0
votes

I have a content page that uses an esi:include tag to include a module, so let's say

/content.html

contains

<esi:include src="/_esi/module.html">

Both urls send cache-conttrol headers in their response. For /content.html it's

Cache-Control: public, max-age=86400

and for /_esi/module.html it's

Cache-Control:public, max-age=3600

When I load /content.html I can see I am getting a cached response from varnish, and the module.html markup is included appropriately, however, when I change module.html and ban it like: ban req.url == /_esi/module.html or even if I make that ban broader: ban req.url ~ _esi the page in my browser still doesn't change.

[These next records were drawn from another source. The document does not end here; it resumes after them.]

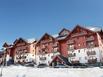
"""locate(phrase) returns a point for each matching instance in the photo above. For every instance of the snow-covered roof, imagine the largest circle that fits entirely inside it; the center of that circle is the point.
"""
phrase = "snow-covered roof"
(94, 28)
(55, 35)
(30, 40)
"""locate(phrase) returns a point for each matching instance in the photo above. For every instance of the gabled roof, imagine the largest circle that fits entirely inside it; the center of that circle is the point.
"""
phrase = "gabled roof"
(63, 59)
(64, 29)
(62, 37)
(6, 45)
(24, 40)
(78, 26)
(17, 40)
(46, 34)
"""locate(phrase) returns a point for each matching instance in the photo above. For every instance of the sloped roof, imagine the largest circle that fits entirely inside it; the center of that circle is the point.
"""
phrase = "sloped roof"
(63, 30)
(44, 36)
(25, 40)
(94, 28)
(79, 27)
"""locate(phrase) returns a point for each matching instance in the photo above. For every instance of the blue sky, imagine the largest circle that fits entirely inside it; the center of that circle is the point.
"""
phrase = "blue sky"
(32, 18)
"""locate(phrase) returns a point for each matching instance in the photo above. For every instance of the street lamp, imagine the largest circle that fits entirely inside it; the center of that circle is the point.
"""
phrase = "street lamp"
(3, 61)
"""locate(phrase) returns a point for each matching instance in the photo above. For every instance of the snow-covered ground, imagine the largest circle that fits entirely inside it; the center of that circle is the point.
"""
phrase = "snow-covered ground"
(20, 71)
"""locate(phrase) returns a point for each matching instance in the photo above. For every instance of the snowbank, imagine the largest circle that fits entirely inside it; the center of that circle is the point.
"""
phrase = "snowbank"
(20, 71)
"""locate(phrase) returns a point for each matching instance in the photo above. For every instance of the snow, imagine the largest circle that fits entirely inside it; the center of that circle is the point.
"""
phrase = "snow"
(21, 71)
(94, 28)
(30, 40)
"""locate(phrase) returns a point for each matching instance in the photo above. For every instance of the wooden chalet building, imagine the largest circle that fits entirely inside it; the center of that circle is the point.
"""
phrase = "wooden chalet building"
(46, 48)
(22, 50)
(61, 37)
(82, 45)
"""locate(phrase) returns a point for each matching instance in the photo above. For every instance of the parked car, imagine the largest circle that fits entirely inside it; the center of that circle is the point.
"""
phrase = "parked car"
(42, 66)
(61, 66)
(29, 64)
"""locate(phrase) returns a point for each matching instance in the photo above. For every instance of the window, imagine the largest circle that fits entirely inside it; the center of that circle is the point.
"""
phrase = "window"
(90, 44)
(71, 47)
(78, 51)
(74, 54)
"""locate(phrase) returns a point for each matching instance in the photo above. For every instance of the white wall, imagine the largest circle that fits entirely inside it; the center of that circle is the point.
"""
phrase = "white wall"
(83, 57)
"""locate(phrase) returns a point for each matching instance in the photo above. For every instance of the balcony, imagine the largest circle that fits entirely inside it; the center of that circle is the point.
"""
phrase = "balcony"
(92, 61)
(55, 45)
(42, 58)
(78, 34)
(91, 53)
(71, 55)
(90, 38)
(71, 42)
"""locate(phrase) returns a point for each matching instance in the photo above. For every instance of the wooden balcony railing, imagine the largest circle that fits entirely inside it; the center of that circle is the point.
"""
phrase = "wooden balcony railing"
(91, 53)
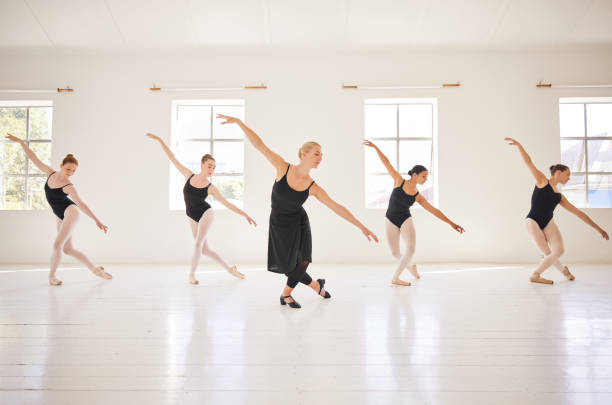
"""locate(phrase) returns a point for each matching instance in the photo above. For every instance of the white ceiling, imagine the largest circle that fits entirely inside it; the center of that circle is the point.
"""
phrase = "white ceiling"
(332, 24)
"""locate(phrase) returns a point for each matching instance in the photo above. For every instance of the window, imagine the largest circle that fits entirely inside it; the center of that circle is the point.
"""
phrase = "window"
(586, 148)
(21, 182)
(405, 131)
(196, 132)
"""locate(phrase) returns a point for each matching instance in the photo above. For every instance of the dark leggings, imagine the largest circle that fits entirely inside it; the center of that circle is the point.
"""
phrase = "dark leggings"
(299, 275)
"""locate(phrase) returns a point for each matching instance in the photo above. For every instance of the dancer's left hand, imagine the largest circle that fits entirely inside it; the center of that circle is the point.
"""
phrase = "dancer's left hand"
(369, 234)
(458, 228)
(250, 220)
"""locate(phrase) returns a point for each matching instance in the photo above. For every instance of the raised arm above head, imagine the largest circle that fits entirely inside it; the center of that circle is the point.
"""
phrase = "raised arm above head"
(397, 178)
(539, 177)
(30, 153)
(275, 159)
(184, 170)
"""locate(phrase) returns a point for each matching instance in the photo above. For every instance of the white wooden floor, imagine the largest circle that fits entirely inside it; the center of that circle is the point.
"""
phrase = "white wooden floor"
(463, 334)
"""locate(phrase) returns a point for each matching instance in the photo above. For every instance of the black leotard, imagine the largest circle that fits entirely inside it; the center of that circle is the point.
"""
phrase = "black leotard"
(195, 200)
(289, 238)
(399, 205)
(543, 203)
(57, 199)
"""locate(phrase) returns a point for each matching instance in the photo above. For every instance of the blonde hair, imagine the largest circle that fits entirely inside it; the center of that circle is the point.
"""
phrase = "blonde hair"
(206, 157)
(306, 147)
(70, 159)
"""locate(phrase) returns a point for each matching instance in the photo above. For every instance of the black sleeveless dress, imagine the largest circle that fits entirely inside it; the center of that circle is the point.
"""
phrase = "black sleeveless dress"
(57, 199)
(195, 200)
(543, 203)
(399, 205)
(289, 238)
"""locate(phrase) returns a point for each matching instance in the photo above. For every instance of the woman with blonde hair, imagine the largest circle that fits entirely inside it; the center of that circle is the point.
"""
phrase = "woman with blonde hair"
(58, 189)
(289, 239)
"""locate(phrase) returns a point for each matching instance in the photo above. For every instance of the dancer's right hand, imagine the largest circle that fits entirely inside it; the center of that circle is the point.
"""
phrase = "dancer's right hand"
(369, 143)
(369, 234)
(228, 119)
(512, 141)
(102, 226)
(13, 138)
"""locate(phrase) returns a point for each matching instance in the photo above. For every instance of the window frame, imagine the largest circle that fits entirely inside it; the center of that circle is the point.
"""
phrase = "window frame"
(175, 140)
(433, 170)
(584, 102)
(27, 104)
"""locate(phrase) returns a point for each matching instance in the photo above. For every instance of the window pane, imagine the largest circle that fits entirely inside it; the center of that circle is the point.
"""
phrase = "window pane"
(575, 191)
(600, 191)
(571, 119)
(190, 153)
(13, 158)
(380, 121)
(227, 131)
(13, 120)
(36, 193)
(231, 188)
(229, 157)
(600, 156)
(414, 153)
(13, 193)
(416, 120)
(572, 155)
(193, 121)
(599, 119)
(40, 122)
(373, 163)
(43, 151)
(378, 190)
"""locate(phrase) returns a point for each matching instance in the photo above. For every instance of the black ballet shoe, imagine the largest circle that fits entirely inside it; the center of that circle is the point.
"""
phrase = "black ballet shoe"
(321, 282)
(292, 304)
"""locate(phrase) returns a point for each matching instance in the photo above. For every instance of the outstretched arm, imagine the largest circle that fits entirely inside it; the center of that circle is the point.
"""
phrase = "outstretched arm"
(540, 177)
(397, 178)
(184, 171)
(277, 161)
(214, 191)
(425, 204)
(340, 210)
(583, 216)
(71, 191)
(30, 153)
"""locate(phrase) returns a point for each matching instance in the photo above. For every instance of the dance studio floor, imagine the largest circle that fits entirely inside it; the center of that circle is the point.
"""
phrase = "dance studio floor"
(463, 334)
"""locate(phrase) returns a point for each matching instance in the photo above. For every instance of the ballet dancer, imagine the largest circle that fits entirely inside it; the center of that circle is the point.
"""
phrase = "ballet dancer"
(199, 212)
(289, 239)
(57, 190)
(398, 218)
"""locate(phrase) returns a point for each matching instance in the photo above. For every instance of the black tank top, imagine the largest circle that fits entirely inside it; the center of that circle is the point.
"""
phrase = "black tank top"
(57, 199)
(543, 203)
(285, 200)
(195, 197)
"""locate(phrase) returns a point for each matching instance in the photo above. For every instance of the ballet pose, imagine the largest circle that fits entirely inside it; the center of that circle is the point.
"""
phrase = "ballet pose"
(398, 218)
(200, 214)
(57, 190)
(539, 222)
(289, 240)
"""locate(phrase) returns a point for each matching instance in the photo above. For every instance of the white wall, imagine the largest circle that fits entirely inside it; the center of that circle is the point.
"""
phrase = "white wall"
(483, 184)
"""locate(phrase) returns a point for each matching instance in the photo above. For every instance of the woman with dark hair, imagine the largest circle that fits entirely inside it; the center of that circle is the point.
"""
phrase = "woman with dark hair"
(200, 214)
(539, 221)
(58, 189)
(398, 217)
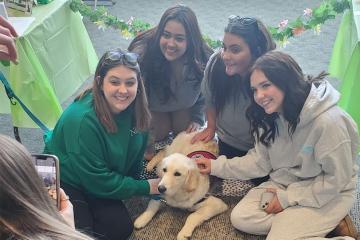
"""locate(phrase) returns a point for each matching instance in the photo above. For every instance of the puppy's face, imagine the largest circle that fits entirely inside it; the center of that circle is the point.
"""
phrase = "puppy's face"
(178, 174)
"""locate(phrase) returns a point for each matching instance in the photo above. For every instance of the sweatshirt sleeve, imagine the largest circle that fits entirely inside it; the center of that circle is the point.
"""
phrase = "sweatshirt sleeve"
(197, 110)
(137, 168)
(95, 175)
(337, 175)
(253, 165)
(205, 84)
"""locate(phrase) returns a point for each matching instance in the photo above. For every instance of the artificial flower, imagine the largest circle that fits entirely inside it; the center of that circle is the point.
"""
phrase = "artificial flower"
(283, 23)
(298, 30)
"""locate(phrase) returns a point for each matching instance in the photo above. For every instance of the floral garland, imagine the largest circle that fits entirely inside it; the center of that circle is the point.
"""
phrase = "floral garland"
(311, 19)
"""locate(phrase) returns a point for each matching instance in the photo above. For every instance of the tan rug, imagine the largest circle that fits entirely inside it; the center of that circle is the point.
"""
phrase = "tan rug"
(168, 222)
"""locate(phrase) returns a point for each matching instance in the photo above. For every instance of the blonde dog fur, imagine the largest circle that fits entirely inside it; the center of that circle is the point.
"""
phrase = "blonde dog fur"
(182, 144)
(183, 186)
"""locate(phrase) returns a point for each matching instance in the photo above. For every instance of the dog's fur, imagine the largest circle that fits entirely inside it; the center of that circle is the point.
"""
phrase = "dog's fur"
(182, 144)
(183, 185)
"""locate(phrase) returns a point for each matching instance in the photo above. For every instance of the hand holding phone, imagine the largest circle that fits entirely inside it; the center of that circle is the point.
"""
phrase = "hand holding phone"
(47, 167)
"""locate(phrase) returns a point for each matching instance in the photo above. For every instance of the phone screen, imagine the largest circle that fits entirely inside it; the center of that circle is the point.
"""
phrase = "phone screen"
(47, 167)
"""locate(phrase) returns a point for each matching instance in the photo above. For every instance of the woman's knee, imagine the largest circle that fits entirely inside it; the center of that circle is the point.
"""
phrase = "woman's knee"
(238, 219)
(248, 219)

I can't seem to find much about this in the varnish documentation. Am I able to explicitly invalidate the included content (i.e. the fragment that comes from the ESI url) or do I have to wait for it to expire?

I also tried implementing and using PURGE to achieve this, but I still cannot seem to get fresh content from that include.

1

1 Answers

2
votes

Varnish ESI will stitch together the final version of the page on delivery.

If an object is missing, it will send what it has to the client and then wait for a fetch to finish before continuing. If the newly fetched object is also an ESI object and has an include, this leads to another fetch and so on. Includes are handled depth first.

Any object that is ESI-included exists as a regular object in the cache, and can be purged/banned/invalidated like any other object.

As far as what you are seeing, my guess would be that your browser cache is interfering. Try reproducing it on the command line with curl, httpie or lwp-request.